そして、このメイズイーターの能力を持っているのは恐らく僕一人……つまり。
いしのなかにあるものは全部僕のもの!?
考えただけでも鳥肌が立つ。
「ほらほら! 早く掘りなさい!どんどん石の中を探すわよ!」
ティズもそのことに気がついたのか、瞳を金貨にしながらあちこちの壁を掘り進めさせる。
勿論そのことに関して僕に異論はない。
「メイズイーター!」
所構わず壁に穴を開け続ける。
当然のように、毎回毎回アイテムが出てくるほど甘くはないが。
「で、でた!また出たよティズ!」
大体10回に1回は大量の金貨と防具や剣が大量に発掘される。
そのどれもが高級そうな装備ばかりであり、ティズと僕は目を輝かせながら壁を壊しては直していく。
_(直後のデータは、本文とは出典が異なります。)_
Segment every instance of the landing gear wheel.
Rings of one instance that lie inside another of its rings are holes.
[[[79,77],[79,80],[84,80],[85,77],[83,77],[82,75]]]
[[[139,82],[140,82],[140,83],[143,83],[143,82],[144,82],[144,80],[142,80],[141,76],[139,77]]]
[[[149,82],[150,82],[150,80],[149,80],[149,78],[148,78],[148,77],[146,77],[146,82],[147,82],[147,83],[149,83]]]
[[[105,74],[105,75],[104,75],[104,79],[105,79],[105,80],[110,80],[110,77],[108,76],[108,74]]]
「……ティズ、これはなんだろう? 剣……みたいだけど」
先っぽがなぜか回転するようになっている。
ドリル……とは違うようだ。
「そ、それは!? 螺旋剣 ホイッパーじゃない!?」
「螺旋剣?」
「迷宮七階層から九階層で生活をしているといわれる伝説の鍛冶師、キュプロクスが打ったといわれる奇怪剣の一つで、突き刺した先端を回転させることで内側から敵を破壊するという恐ろしい武器よ……誰も内臓や体の中は鍛えようがないからね」
「七階層から九階層!?」
「ええ、今じゃ誰も持っていないような伝説の装備よ……レベル1でも巨人を殺す。
この言葉聞いたことないかしら?」
そういえば、昔父さんに聞いたことがあるような無いような。
「でも本当に巨人は殺せないでしょうけどね」
「そうだよね。いくらなんでも剣の先端が回る位でねぇ」
あはは、とおとぎ話の誇張表現に苦笑を漏らしながらも、とりあえずすごい剣みたいなので装備をしておく。
それからも、第一階層のマップ作成がてら―結局儲かりそうだからあんたがやりなさいと言うティズの一声により決定―僕は壁を壊して石の中にあるアイテムを探す。
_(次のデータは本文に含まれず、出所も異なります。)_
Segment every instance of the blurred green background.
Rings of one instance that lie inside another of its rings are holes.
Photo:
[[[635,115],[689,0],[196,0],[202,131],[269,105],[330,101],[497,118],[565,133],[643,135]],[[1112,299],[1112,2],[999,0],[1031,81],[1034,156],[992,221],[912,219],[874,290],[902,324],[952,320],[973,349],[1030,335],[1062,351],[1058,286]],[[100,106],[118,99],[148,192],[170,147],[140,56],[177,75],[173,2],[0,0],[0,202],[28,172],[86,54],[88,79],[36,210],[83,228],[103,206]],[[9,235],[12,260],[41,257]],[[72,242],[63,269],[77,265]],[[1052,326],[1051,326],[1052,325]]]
想像以上に転移魔法を失敗したパーティーは多いらしく、掘れば掘るだけアイテムと金貨がボロボロと出てくる。
どこぞのオリハルコンの伝説級の鎧であったり、瞬間移動が使えるようになる冠だったり、すべてがアダマンタイトでできている小手だったり様々だ。
ミスリルの鎖帷子は上から新たな防具も装備することができるみたいなので、とりあえず拾った装備は装備していく。
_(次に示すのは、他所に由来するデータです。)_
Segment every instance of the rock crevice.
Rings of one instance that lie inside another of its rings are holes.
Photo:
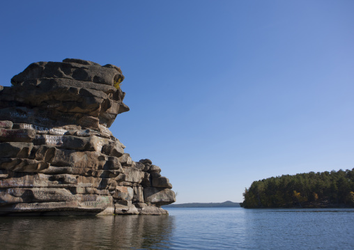
[[[108,129],[129,111],[123,79],[116,66],[68,58],[0,86],[0,215],[167,213],[169,179]]]

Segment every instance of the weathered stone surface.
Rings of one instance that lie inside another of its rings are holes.
[[[166,214],[172,185],[107,128],[129,108],[120,68],[31,64],[0,86],[0,215]]]
[[[144,201],[157,206],[171,204],[176,201],[175,193],[169,189],[158,187],[145,187]]]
呪われているかもしれないと思ったが、拾ったお金があれば簡単に呪いなんて解くことができるから大丈夫とのことなので僕はそれを信じて拾った防具の中で一番強そうなものを装備していく。
「風格だけなら迷宮最下層冒険者ね」
「そ、そうかな?」
全身がアダマンタイトとオリハルコンで武装し、手には伝説の剣を持った戦士。
確かにこれだけ見てレベル3だと言って信じる人間はいないだろう。
それよりもお金も信じられないくらいの量が集まった。
恐らく金貨だけでも2万枚は集まっただろう。
昨日10枚奪われただけで卒倒しかけていたのが嘘のようだ……。
もうこれだけで一生は遊んで暮らせる……。
いけない……なんか感覚がおかしくなってきた。
「随分集まったわねぇ」
ティズの鼻息が荒い。 眼は相変わらず金貨のままだし……おおよそ物語のヒロインがしてはいけない表情をしているので、彼女は物語のヒロインにはなれないだろう。
「おっとと」
しかし、これだけの金貨があると、いくら魔法の袋、トーマスの大袋があると言ってもそろそろ重量的にも辛いものがある。
ダンジョン必須アイテム、トーマスの大袋の容量が無限だからといっても、中に入っているものの重量がゼロになるわけではない。
軽くはなってくれるが、やはりこれだけ金貨をつめこめばかなりの重量になる。
僕は少しばかりよろけて壁に手を付く。
メイズイーターは解除してあるので、壁が破壊されることはなかった。
もうすっかり使いこなしてしまっているな。
「ふぅ、もうずいぶん稼がせてもらったし、今日はこの壁を壊したらおわりにしましょうか……」
入り口付近、大きな柱の様に通路の真ん中に不自然に立っているワンブロック分の壁。
確かに不自然に存在するこの壁の中にはなんとなく何かが入っているような気がする。
実際何か出てきても重量的に限界が近いのだが、僕は好奇心に負けて本日最後のメイズイーターを放つ。
ここから、僕の物語は始まった。